House debates
Wednesday, 4 March 2026
Constituency Statements
Murray-Darling Medical Schools Network
10:16 am
Sam Birrell (Nicholls, National Party, Shadow Assistant Minister for Regional Health) Share this | Hansard source
Last year, 18 November was a real milestone for the Murray-Darling medical school. The Murray-Darling Medical Schools Network was established by the coalition government and consists of five rurally based university medical school programs in the Murray-Darling region of New South Wales and Victoria.

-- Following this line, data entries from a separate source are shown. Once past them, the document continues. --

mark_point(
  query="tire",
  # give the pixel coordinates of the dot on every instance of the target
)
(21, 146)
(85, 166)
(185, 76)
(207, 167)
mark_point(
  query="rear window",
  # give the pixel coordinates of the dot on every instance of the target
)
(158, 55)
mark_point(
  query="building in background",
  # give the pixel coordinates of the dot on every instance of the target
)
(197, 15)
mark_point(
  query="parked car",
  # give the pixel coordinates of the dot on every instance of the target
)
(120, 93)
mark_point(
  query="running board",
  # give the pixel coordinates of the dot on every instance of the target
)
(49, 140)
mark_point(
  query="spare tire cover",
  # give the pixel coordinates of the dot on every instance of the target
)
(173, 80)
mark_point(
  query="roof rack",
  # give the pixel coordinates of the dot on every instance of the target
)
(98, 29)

The goals of the Murray-Darling Medical Schools Network over the short to long term are to increase the number of medical students studying in rural areas, increase the number of medical graduates working in rural areas, build new or expanded teaching facilities with extra student accommodation across several sites in the Murray-Darling region and benefit rural hospitals through the increased staffing and workforce availability.
The first cohort came from across regional Victoria and New South Wales. They began their Bachelor of Biomedical Science degrees at La Trobe's Albury-Wodonga and Bendigo campuses in 2019. What happens then is that they progress to the University of Melbourne's Doctor of Medicine rural pathway postgraduate degree in my home town of Shepparton, and students are further embedded in regional settings for all their clinical training, with rotations throughout north, central and north-east Victoria.

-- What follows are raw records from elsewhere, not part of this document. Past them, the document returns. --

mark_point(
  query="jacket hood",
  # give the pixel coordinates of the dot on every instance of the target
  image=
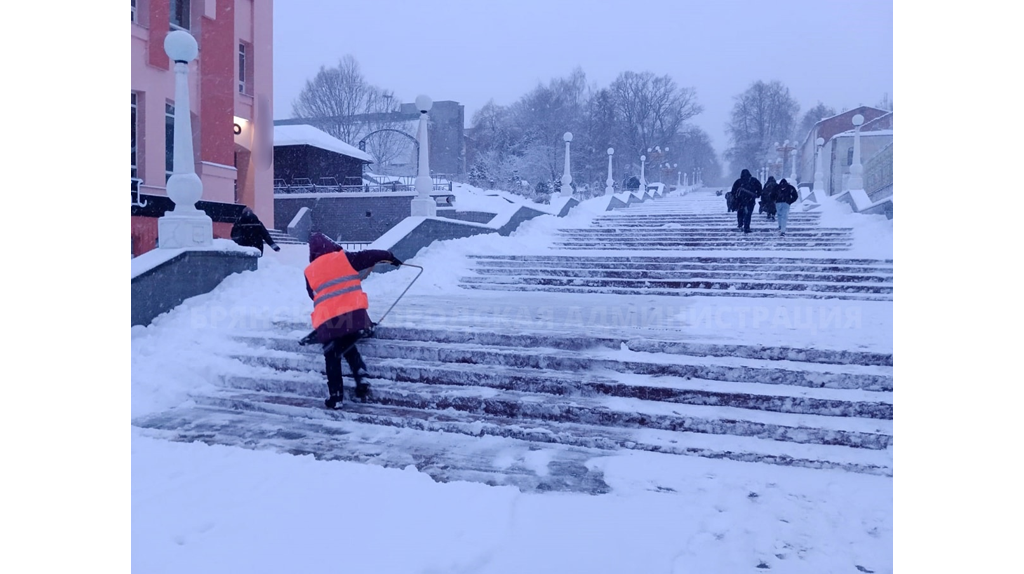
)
(321, 245)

Does it work well? It's been an incredible success. Abigail Rowe, who's the 2025 valedictorian and graduate of the Doctor of Medicine rural pathway program, was born and raised in Mildura. She's finished her degree, and she's returning home to begin her internship as a doctor at the Mildura Base Public Hospital. This is what Abigail had to say:
Returning to Mildura as a doctor is the culmination of everything I've worked towards over the past seven-plus years. Every tough exam, clinical placement and moment of homesickness were made easier by reminding myself of this goal.

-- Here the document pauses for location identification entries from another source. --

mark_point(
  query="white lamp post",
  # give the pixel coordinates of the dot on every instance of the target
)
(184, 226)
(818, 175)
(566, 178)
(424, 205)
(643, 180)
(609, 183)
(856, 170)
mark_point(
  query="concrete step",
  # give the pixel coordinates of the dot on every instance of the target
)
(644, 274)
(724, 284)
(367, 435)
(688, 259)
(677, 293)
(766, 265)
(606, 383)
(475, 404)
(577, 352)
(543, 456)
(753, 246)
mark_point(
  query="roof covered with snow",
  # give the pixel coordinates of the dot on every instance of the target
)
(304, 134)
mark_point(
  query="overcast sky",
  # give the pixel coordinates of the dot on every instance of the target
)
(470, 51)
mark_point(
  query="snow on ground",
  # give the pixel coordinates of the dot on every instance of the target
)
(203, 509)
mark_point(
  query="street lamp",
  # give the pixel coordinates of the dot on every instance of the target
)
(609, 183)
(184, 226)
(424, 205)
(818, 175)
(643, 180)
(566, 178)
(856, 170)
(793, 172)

She will make a great regional doctor.
We need more young people, more young doctors, studying and training and then working in regional health. We know that when they study regionally they work regionally. We need more nurses, midwives and allied health professionals in regional Australia. It gives these regional kids opportunity. It allows them to study closer to home. Keeping them living and working regionally when they graduate is an incredibly successful model. We need to continue it, and we need to expand it across regional Australia, not just in the Murray-Darling region but across regional Australia, because these kids are going to make incredible, compassionate, kind and caring doctors in the communities that they grew up in, and we've got to support more of that to happen.